INCREASE Promotes Leadership Development for Project Sustainability
by ACCORD, Inc.
When lockdown measures were implemented to prevent the spread of COVID-19, even development projects were halted. Community-based trainings and workshops implemented by actors from outside the barangays were not allowed as they could be carriers of the virus. Local leaders play a critical role in a time when external support is limited and when the community’s safety is prioritized.

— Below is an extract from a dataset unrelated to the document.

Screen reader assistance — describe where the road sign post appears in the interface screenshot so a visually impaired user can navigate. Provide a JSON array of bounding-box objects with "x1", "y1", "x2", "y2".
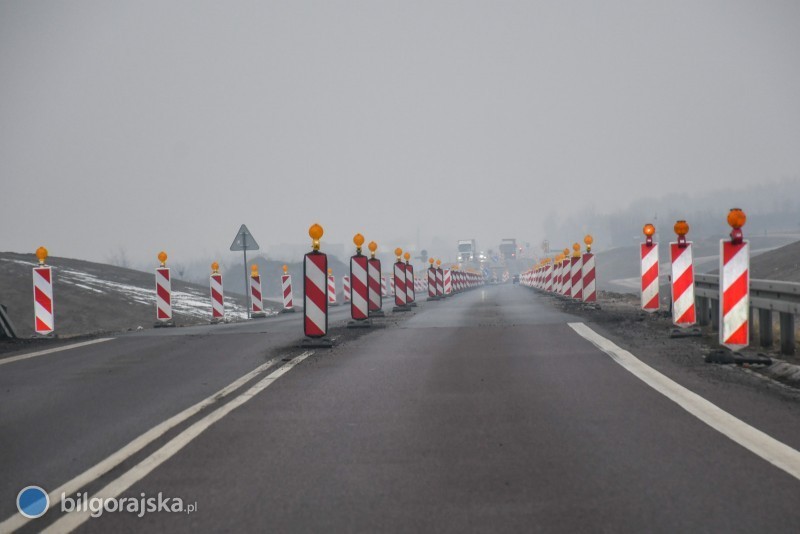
[{"x1": 231, "y1": 224, "x2": 259, "y2": 318}]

CARE local partner organization, ACCORD, Inc., ensures that potential leaders are recognized and gradually help them develop their capacities, self-confidence, and credibility. ACCORD shared, “Organizing and building capacities of local champions, community facilitators, and project steering committees at the barangay level was done as part of the project’s adaptive and sustainability measures. When staff’s mobility was restricted, valuable assistance was provided by the community champions – not only in the implementation of emergency responses on the ground but also in setting up regular project activities with our field teams. The project intends to engage and work with the same champions throughout the project, whose capacities for local leadership will remain, even after project closure.”

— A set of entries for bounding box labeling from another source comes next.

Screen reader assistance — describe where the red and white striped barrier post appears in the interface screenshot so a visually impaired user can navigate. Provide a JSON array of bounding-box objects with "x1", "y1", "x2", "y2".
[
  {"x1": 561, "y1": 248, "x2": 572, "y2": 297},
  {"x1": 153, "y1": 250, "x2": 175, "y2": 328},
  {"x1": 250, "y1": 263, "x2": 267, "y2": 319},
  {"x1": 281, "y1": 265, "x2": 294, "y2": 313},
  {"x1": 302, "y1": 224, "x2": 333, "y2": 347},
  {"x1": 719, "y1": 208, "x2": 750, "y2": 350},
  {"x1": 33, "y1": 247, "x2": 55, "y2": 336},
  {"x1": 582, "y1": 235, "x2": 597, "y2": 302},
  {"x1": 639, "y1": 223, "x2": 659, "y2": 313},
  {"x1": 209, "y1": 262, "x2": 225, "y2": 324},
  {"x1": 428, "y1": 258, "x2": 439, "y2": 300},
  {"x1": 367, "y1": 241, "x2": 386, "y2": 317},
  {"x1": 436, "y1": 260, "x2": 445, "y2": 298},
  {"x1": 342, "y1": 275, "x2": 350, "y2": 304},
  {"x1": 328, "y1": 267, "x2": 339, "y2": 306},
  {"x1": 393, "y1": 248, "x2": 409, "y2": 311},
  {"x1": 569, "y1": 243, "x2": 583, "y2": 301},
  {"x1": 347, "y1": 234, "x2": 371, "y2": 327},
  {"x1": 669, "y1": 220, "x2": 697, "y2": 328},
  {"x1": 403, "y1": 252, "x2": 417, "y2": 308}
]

Among these local leaders is Josefina, 65, who serves as a Barangay Health Worker in Cullit, Gattaran in the province of Cagayan. Her daily duties include monitoring the health of children and elderly persons in their community. Since resources are scarce, she also helps out in medicine allocation, prioritizing the old and the sick. Now that there is a pandemic, she also helped out in the Social Amelioration Program (SAP) of the government, ensuring that the most vulnerable are included in the list. Josefina said that what she does in her barangay brings her happiness because she was able to provide help to her fellow senior citizens, especially now that the pandemic made serving her community more challenging. She recalled that her worst experience of a calamity was in 2012. She shared, “Our community and livestock had to be evacuated in higher grounds, and whatever was left behind were covered in thick mud after being submerged in the flood. Our family and neighbors had to clean the waist-deep mud in our houses, and had to sleep on the streets for about three weeks.” Because of this, she recognizes the importance of disaster preparedness, “the INCREASE project helped our community in planning and preparing for hazards and disasters.”

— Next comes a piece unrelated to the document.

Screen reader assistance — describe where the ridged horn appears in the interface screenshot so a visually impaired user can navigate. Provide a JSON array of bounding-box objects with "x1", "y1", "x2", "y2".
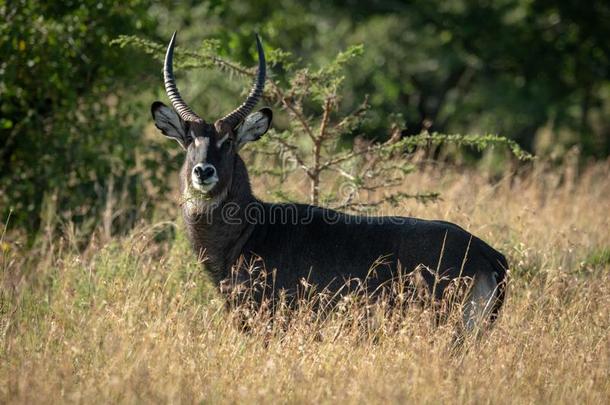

To also continue actively involving the communities despite the restrictions, INCREASE also responded to COVID-19. The timing of the pandemic coincided with lean season when farmers had to engage in alternative income-generating activities such as buying and selling vegetables. With lockdowns and restrictions in accessing goods, such activities are not allowed. For Josefina, “the rice packs helped my community, especially those whose livelihoods were affected because of the travel restrictions and
lockdown. Meanwhile, the COVID-19 information materials remind my community to follow health protocols and what to do to protect themselves from the virus.”
Involvement of local actors also includes inviting them in knowledge exchange sessions that are relevant in their current context. Made possible through the Resilience and Innovation Learning Hub (RILHUB), INCREASE partner LGU in Cagayan was able to attend relevant webinars on resilience and DRR – covering topics such as Contingency Planning during COVID-19, Setting Up Community Quarantine Facilities, and Camp Coordination and Camp Management Training. Such information exchange sessions were seen timely by local actors as these webinars coincided with their preparation timelines for updating municipal disaster risk reduction plans, comprehensive development plans, comprehensive land use plans, and local climate change action plans – undertakings defined as actual project outputs in INCREASE’s result framework, and areas in disaster governance INCREASE’s technical assistance seeks to enhance.
While activity implementation under INCREASE remains restricted, it is through these emergency responses and knowledge exchange sessions that ACCORD was able to check-in, and assess the evolving needs of INCREASE barangays in actual emergencies. Local leaders were also more involved in the project and appreciate its flexibility in delivering the appropriate emergency response given the urgent situation.